В воскресенье, ближе к сумеркам, поезд, на котором приехал отец, остановился у платформы. Шел мелкий дождь, по грязным стеклам вагона сползали брызги, и мы могли рассмотреть лишь темные силуэты, которые двигались внутри. Внезапно дождь прекратился, и из последнего вагона вышел маленький сутулый человек с потрепанным картонным чемоданом в руке. Его лицо избороздили морщины. Голова была совершенно лысая. На нем был поношенный, измятый костюм. Двигался он медленно и осторожно, опираясь на трость, которой прежде никогда не пользовался. Хотя мы ждали момента, когда отец вернется, больше четырех лет, теперь, когда он стоял перед нами, мы не знали, как себя вести. Не знали, что думать. Мы не бросились к нему со всех ног. Не замахали руками и не закричали во весь голос: «Мы здесь!» И когда мама мягко, но настойчиво подтолкнула нас к нему и прошептала: «Идите же», мы продолжали стоять, глядя на носки своих туфель. Потому что человек, стоявший перед нами, не был нашим отцом.

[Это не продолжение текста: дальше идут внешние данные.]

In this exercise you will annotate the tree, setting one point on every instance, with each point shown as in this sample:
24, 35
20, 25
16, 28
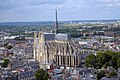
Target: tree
118, 62
113, 63
100, 75
41, 74
6, 62
102, 58
113, 73
90, 61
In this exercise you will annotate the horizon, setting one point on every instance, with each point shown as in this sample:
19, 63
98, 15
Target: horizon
44, 10
63, 21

Это был кто-то другой, чужак, которого прислали нам вместо отца.
– Это не он, – прошептали мы маме. – Это не он.
Но мама, казалось, нас не слышала.
Он поставил чемодан и посмотрел на нее.
– Это ты… – выдохнула она.
– Кто же еще.
Потом он опустился на колени, сгреб нас в охапку и прижал к себе. Он повторял наши имена, но мы все равно не могли поверить, что этот человек – наш отец.
Наш отец, тот отец, которого мы помнили, отец, которого видели во сне почти каждую ночь, был красивым и сильным. Он высоко держал голову, двигался быстро и уверенно. Любил рисовать. Петь. Смеяться. Человеку, который вышел из поезда, на вид было куда больше, чем пятьдесят шесть лет. Он утратил остатки волос и носил неестественно белые зубные протезы. Обнимая его, мы ощущали под одеждой его ребра. Он не рисовал и не пел, и его дрожащий слабый голос совершенно не подходил для пения. Он не читал нам вслух. Воскресными вечерами, когда мы изнывали от скуки и не знали, чем себя занять, не устраивал на стене представлений театра теней, переплетая пальцы самым причудливым образом. Он не клеил нам змеев и не делал ходули.
Разумеется, мама объяснила, что мы уже слишком большие, чтобы ходить на ходулях. Слишком большие, чтобы читать нам вслух. И слишком большие, чтобы устраивать для нас представления театра теней.
Да-да, подхватывали мы, мы слишком большие для того, чтобы смеяться.
Он ничего не рассказал нам о том, как провел все эти годы. Не обмолвился ни словом. Никогда не говорил о политике, о своем аресте и о том, как потерял зубы. Никогда не вспоминал, как проходило слушание его дела в комиссии по контролю над подданными враждебных государств. Даже не рассказал, в чем его обвиняли. В саботаже? В выдаче стратегических сведений? В заговоре с целью свержения правительства? И был ли он хоть в чем-то виноват? Или совершенно невиновен? (Был ли он вообще, вот в чем вопрос.) Ничего этого мы не знали. И не спрашивали. Все, что мы хотели, вернувшись в свой прежний мир, – забыть прошлое.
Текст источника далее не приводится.